Qu’entendait-elle par « à l’aise » ? Devais-je me déshabiller complètement ou conserver mes sous-vêtements ? Et si Jaan s’était foutu de ma gueule ? Je décidais de garder mon caleçon et je m’assis sur un coin de la table en attendant son retour. L’employée revint dans la pièce sans tarder, elle s’enduisit les mains d’huile et m’invita à m’allonger. Je pris position sur le ventre. Elle commença par me masser les mollets, les cuisses puis le dos, elle redescendit ensuite au niveau des cuisses. La masseuse tirait, appuyait, frottait et frictionnait avec ses doigts experts. Un profond sentiment de détente m’envahit.
— notre salon est très réputé dit-elle en continuant son travail, certains clients parcourent de grandes distances pour venir nous voir.
— cela ne m’étonne pas.
— nous avons des talents cachés vous savez, des talents que les clients apprécient beaucoup.
Elle se pencha sur moi et susurra d’une voie langoureuse :
— peut-être souhaiteriez-vous découvrir notre massage spécial.
La femme prit soin d’accentuer le mot « spécial » en le prononçant.
— avec plaisir.
— il y a un supplément.
— combien ?
— pour la formule « vingt minutes », c’est quatre-vingts euros.
— d’accord.
Je me levai, attrapai mon pantalon et tirai mon portefeuille.
— je n’ai plus que soixante-dix euros.
Je montrai les billets à la masseuse qui les regarda d’un air agacé.
— ça ira mais la prochaine fois pensez à prendre plus.
Enlevez votre caleçon et mettez-vous sur le dos.

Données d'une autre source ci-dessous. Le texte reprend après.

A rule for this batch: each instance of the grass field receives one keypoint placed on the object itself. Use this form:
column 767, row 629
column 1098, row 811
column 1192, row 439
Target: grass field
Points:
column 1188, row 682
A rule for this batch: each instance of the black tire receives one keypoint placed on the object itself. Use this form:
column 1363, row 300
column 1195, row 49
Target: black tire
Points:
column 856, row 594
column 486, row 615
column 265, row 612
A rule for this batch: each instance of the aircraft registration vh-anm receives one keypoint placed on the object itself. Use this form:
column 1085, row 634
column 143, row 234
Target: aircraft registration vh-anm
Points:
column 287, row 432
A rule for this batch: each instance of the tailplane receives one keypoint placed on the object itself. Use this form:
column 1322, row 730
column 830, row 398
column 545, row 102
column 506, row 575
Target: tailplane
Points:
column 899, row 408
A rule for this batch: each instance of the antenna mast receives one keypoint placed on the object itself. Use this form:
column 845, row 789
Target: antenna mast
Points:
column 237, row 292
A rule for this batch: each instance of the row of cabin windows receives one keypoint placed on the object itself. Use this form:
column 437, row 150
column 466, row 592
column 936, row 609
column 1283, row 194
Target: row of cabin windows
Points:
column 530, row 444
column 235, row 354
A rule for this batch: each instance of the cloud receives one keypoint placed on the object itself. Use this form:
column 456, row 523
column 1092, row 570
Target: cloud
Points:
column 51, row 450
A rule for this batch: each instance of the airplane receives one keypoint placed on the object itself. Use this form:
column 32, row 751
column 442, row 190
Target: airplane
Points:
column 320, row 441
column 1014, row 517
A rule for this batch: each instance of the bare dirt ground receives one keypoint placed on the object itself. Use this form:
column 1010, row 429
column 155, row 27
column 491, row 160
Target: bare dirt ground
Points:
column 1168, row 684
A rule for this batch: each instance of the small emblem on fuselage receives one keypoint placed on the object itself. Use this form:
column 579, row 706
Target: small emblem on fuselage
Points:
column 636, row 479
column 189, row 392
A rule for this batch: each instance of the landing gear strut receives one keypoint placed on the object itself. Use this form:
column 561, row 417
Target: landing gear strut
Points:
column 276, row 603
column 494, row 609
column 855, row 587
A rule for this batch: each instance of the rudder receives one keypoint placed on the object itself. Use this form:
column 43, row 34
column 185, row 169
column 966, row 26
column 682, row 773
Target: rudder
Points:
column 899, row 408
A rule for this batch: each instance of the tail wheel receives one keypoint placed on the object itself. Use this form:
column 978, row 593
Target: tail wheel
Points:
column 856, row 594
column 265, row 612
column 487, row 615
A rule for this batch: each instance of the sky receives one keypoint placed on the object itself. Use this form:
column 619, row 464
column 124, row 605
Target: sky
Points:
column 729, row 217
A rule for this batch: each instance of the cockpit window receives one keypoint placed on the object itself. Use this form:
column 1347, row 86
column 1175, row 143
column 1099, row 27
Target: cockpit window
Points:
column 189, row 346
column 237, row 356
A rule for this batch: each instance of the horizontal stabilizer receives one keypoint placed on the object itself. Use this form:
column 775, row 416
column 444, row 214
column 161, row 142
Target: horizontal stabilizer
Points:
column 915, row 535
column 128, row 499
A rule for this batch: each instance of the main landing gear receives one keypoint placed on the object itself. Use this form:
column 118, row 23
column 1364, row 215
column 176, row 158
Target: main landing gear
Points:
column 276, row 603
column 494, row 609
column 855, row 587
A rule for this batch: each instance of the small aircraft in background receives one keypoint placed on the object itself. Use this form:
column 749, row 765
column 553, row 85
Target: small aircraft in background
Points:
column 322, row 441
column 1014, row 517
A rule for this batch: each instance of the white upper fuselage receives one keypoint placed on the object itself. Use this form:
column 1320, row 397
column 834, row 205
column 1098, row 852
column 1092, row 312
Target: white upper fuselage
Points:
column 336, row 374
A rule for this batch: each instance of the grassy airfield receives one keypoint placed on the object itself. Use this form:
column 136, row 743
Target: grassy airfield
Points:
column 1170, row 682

J’obéis sans demander mon reste, elle attrapa la bouteille d’huile pour s’enduire à nouveau les mains. Elle recommença le massage au niveau des mollets, remonta rapidement vers mon sexe, le saisit puis se mit à le caresser.
Elle pressait la base de ma verge d’une main et opérait un mouvement de va-et-vient de l’autre. La technique était parfaite, je dus par deux fois lever la tête pour vérifier qu’il s’agissait de ses mains et non de sa bouche. Grande professionnelle, elle me fit jouir très rapidement et me tendit aussitôt un mouchoir.
— ça soulage ?
— oui, répondis-je, merci.
J’essuyai mon bas-ventre avec le kleenex, j’enfilai mes fringues, je saluai d’abord la masseuse qui se lavait les mains puis sa collègue dans le hall avant de sortir du salon discrètement. J’étais soulagé en effet mais cent cinq euros pour une branlette de deux minutes, ça faisait cher la minute.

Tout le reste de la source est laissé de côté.